From left, Cedric Mays, Ahanti Young and Erika LaVonn go through a rehearsal of Arizona Theatre Company’s “Two Trains Running.”

When it comes to August Wilson’s plays, Lou Bellamy is a bit of an expert.

He knew the late playwright and has directed most of his plays, some several times. He guesses this is the sixth time he has directed “Two Trains Running,” which Arizona Theatre Company opens in previews Saturday, Jan. 19.

Penumbra Theatre, the St. Paul, Minnesota, company Bellamy co-founded and heads, claims to have produced more of Wilson’s plays than any other theater.

And he feels a special kinship with “Two Trains,” which takes place at a cafe in Pittsburgh’s Hill District. The run-down neighborhood is on the brink of gentrification and displacing the businesses and families who have long called the area home.

“My mother ran a bar called the Ebony Lounge and I worked there and the characters that used to frequent that place — you can’t believe how well August captured the verve and zest they had in this piece,” says Bellamy in a phone interview before a recent rehearsal.

This is the seventh in Wilson’s Pittsburgh Cycle — he wrote 10 plays that captured the African-American experience in each decade of the last century. “Two Trains” takes place in the ’60s, when cities around the country were tearing down old, established neighborhoods in the name of urban renewal. The Black Power movement was on the rise, as was urban unrest.

The play unfolds in a cafe owned by Memphis Lee, who knows the place is destined for destruction but he’s holding out for as much money as he can get.

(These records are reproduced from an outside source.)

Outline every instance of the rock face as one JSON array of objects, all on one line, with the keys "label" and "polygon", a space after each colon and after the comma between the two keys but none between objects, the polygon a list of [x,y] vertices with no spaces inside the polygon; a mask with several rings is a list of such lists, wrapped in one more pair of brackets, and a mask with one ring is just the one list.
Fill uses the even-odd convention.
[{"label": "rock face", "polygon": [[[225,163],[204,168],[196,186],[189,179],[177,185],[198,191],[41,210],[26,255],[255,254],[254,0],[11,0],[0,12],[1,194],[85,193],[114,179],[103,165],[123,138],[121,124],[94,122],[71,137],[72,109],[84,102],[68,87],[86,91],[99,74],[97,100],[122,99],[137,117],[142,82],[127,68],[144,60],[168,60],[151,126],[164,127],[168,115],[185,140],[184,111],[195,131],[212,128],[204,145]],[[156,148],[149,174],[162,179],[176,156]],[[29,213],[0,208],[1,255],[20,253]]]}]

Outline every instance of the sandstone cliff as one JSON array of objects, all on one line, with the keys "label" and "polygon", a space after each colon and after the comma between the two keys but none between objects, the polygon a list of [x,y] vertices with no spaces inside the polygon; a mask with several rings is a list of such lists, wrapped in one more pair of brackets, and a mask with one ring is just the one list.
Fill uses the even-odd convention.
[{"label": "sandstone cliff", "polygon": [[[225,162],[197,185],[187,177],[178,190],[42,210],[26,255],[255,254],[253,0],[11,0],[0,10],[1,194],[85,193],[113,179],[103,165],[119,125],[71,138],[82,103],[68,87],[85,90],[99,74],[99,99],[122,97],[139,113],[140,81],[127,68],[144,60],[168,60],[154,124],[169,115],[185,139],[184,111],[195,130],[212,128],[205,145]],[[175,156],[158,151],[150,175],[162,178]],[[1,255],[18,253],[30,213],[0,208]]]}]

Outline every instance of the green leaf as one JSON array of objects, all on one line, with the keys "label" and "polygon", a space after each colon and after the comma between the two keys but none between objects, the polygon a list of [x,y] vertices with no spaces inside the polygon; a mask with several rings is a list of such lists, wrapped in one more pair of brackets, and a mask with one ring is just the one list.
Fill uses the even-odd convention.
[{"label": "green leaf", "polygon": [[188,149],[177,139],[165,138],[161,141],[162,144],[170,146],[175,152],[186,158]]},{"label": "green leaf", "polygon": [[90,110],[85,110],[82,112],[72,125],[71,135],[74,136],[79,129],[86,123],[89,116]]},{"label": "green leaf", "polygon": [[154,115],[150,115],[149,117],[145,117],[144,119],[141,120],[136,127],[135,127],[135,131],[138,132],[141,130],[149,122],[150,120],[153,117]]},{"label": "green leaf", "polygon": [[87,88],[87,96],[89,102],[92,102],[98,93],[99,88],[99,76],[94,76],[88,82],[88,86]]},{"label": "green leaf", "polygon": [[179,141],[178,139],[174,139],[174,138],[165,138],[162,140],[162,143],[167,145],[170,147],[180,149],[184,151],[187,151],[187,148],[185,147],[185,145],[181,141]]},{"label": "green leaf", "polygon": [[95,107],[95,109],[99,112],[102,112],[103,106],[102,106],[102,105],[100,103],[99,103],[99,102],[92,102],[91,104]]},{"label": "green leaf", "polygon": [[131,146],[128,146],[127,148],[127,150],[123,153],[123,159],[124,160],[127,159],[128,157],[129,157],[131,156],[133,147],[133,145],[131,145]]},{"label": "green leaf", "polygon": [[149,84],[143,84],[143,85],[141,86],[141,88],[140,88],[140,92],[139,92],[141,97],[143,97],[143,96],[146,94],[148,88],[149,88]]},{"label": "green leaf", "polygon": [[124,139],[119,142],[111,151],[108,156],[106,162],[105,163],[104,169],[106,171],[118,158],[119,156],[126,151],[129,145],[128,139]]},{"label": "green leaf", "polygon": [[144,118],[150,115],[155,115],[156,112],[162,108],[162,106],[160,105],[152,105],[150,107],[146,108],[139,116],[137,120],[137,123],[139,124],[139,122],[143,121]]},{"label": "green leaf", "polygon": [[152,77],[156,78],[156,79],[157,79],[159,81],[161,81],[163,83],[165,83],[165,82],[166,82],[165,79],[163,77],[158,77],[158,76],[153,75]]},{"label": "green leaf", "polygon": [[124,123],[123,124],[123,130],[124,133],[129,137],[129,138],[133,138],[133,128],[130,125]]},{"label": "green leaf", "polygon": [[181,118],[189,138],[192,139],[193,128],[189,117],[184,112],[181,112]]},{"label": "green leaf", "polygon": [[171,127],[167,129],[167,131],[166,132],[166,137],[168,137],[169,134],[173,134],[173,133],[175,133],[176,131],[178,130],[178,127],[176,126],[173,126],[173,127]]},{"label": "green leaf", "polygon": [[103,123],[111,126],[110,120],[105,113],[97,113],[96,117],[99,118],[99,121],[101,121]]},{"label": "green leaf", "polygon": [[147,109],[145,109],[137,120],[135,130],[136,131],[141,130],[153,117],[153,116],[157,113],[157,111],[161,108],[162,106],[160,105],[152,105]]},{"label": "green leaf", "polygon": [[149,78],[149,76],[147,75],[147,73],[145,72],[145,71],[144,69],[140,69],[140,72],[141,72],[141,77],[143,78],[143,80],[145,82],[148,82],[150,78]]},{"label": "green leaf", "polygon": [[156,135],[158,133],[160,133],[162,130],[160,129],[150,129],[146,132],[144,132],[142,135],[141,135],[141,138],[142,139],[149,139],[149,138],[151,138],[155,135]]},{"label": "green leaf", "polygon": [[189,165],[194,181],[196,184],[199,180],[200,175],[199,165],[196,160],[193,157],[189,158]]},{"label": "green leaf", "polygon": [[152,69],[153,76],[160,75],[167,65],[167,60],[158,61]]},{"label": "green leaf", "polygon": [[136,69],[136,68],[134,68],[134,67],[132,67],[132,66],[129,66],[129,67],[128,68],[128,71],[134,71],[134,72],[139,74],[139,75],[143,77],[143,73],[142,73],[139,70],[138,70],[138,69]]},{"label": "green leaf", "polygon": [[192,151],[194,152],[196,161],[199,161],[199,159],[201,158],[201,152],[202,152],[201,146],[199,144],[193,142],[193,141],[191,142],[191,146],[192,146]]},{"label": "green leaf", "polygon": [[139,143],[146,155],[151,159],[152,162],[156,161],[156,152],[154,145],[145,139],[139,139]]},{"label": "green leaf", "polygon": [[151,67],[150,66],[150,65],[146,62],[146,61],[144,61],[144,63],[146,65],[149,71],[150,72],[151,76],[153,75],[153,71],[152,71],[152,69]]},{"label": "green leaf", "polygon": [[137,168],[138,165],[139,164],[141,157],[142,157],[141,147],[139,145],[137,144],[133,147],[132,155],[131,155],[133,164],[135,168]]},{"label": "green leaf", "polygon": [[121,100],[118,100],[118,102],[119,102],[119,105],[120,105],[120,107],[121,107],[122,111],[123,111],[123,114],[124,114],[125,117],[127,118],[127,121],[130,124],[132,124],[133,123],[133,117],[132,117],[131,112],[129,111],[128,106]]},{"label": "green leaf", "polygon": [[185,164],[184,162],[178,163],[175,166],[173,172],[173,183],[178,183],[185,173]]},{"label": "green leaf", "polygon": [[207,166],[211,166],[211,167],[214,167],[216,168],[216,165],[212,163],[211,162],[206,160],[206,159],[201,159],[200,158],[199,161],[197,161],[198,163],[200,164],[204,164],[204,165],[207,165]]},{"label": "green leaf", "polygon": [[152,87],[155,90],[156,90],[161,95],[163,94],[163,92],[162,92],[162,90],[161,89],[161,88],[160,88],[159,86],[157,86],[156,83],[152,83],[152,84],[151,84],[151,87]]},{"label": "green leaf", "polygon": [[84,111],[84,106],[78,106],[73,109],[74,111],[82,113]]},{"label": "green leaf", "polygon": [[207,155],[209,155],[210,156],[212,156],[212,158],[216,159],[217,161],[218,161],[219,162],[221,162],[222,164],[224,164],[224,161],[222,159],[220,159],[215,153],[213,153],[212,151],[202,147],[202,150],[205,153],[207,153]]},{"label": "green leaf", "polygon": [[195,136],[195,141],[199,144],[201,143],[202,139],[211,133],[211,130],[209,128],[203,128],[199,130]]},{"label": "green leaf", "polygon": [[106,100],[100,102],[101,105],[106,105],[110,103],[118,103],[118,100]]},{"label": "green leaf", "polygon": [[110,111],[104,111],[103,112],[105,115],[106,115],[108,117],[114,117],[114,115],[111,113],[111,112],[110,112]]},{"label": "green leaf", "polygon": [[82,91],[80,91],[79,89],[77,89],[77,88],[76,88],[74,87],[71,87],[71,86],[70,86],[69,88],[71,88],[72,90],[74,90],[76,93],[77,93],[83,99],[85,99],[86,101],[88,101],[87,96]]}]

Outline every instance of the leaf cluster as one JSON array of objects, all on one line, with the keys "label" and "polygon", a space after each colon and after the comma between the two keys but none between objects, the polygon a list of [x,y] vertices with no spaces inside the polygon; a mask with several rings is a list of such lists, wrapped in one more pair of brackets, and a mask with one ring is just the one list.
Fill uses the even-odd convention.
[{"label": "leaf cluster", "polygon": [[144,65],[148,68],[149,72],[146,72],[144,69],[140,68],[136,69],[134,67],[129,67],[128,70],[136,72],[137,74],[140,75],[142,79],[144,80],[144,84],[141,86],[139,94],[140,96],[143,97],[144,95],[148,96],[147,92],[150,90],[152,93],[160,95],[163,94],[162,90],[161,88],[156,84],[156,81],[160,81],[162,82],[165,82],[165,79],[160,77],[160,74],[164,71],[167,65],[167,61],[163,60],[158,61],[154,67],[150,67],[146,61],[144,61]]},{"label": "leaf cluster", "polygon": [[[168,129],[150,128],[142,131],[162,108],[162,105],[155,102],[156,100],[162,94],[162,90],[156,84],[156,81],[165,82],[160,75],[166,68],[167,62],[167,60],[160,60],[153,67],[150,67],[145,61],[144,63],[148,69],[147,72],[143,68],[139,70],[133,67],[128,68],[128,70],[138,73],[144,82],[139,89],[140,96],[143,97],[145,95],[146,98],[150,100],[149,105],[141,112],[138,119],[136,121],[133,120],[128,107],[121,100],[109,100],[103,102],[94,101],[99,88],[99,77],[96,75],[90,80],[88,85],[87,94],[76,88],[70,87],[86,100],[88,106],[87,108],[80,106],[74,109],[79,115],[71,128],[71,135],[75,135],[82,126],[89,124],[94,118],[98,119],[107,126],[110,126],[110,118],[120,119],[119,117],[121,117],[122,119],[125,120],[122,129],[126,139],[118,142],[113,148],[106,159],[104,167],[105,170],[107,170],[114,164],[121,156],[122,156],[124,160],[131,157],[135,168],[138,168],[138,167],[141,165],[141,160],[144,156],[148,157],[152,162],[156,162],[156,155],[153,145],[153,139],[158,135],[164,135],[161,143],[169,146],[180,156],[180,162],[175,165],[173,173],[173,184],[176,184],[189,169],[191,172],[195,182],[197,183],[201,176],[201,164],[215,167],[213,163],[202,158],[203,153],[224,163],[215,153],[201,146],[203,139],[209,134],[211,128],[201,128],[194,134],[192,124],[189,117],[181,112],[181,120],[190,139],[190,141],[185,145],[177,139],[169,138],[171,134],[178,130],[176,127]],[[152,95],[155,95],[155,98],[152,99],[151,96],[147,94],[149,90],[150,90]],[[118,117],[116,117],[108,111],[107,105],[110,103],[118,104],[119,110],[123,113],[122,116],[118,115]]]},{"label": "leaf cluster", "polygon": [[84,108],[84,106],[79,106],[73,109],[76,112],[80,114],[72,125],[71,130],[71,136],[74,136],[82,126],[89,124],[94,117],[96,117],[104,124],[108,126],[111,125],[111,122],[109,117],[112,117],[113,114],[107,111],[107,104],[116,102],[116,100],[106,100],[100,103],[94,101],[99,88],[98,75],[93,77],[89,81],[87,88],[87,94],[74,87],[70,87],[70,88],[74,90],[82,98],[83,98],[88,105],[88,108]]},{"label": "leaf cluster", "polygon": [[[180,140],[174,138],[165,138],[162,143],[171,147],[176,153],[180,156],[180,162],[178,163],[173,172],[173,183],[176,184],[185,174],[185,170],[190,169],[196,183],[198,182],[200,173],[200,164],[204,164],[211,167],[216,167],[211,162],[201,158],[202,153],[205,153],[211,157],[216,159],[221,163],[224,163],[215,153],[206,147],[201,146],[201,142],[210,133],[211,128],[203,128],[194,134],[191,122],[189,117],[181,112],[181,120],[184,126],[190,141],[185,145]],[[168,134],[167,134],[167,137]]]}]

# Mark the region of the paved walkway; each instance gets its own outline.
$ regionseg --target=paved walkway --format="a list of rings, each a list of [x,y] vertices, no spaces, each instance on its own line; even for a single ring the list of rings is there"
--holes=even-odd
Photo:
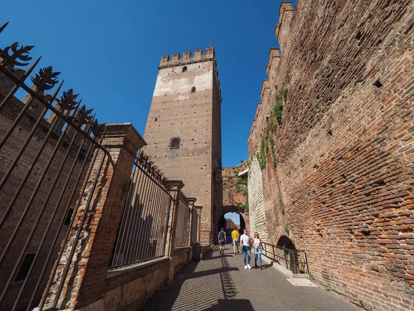
[[[218,247],[193,261],[145,306],[154,310],[356,311],[360,309],[318,287],[295,286],[267,260],[263,270],[245,270],[243,255]],[[232,248],[233,249],[233,248]],[[254,258],[250,263],[255,265]],[[275,263],[277,265],[277,263]]]

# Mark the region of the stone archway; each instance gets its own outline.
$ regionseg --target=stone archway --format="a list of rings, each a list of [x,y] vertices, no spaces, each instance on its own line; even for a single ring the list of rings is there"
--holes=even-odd
[[[286,236],[282,236],[277,241],[277,246],[280,247],[287,248],[288,249],[296,249],[296,247],[292,240],[288,238]]]
[[[224,215],[227,213],[237,213],[240,215],[240,227],[247,228],[249,230],[248,214],[244,212],[244,210],[238,206],[224,206],[216,214],[216,221],[214,224],[214,241],[217,243],[217,234],[221,227],[226,227]]]

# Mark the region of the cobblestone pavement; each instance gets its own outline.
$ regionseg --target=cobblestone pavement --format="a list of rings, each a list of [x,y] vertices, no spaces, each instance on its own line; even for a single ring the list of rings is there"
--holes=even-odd
[[[317,287],[291,285],[288,278],[264,262],[263,270],[244,270],[243,255],[218,247],[202,261],[190,263],[176,279],[161,289],[144,310],[226,311],[355,311],[354,305]],[[233,247],[232,247],[233,250]],[[275,263],[277,264],[277,263]]]

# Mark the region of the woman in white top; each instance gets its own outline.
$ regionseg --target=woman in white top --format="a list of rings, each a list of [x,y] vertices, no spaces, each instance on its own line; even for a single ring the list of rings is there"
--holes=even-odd
[[[262,240],[259,237],[259,234],[255,232],[253,238],[253,247],[255,248],[255,267],[257,267],[257,258],[259,258],[259,267],[262,270]]]

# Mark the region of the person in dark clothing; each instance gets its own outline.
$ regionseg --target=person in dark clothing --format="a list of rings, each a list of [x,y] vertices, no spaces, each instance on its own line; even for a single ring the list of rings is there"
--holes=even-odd
[[[219,243],[220,243],[220,254],[222,255],[224,254],[224,245],[227,243],[227,239],[226,238],[226,232],[224,232],[224,228],[221,228],[221,231],[219,232]]]

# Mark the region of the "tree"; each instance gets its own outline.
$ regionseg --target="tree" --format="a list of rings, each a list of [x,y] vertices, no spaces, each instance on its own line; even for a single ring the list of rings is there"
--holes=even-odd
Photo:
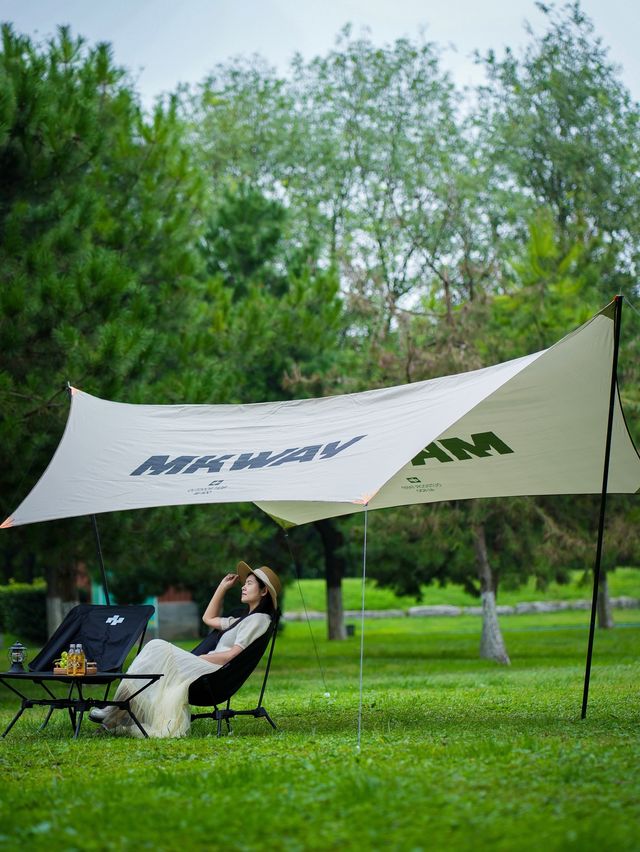
[[[175,103],[142,112],[105,44],[67,28],[40,46],[2,29],[0,54],[0,474],[4,515],[44,466],[65,383],[142,400],[184,366],[197,314],[202,219]],[[29,435],[32,457],[25,458]],[[86,521],[2,536],[5,573],[47,574],[50,624],[75,599]],[[35,563],[35,565],[34,565]]]

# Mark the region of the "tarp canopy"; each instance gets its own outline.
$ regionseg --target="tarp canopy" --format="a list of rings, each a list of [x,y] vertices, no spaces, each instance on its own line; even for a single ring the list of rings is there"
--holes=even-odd
[[[600,493],[613,308],[550,349],[400,387],[251,405],[128,405],[72,389],[67,426],[2,527],[252,501],[290,524],[411,503]],[[640,489],[616,394],[608,491]]]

The changing times not only impact him and his cafe, they impact the lives of those who gather there regularly.

One of Bellamy’s goals is to make the audience feel part of that cafe crowd.

“Every member of the audience should want to sit in that restaurant, should want to be up there,” he says. “If we are successful in doing that, then you have gone past any sort of construct, you’ve made (the characters) human beings.”

When that happens, he says, the African-American experience Wilson writes about becomes a universal experience; we see ourselves in those characters.

“I think,” says Bellamy, “that’s when theater is the greatest.”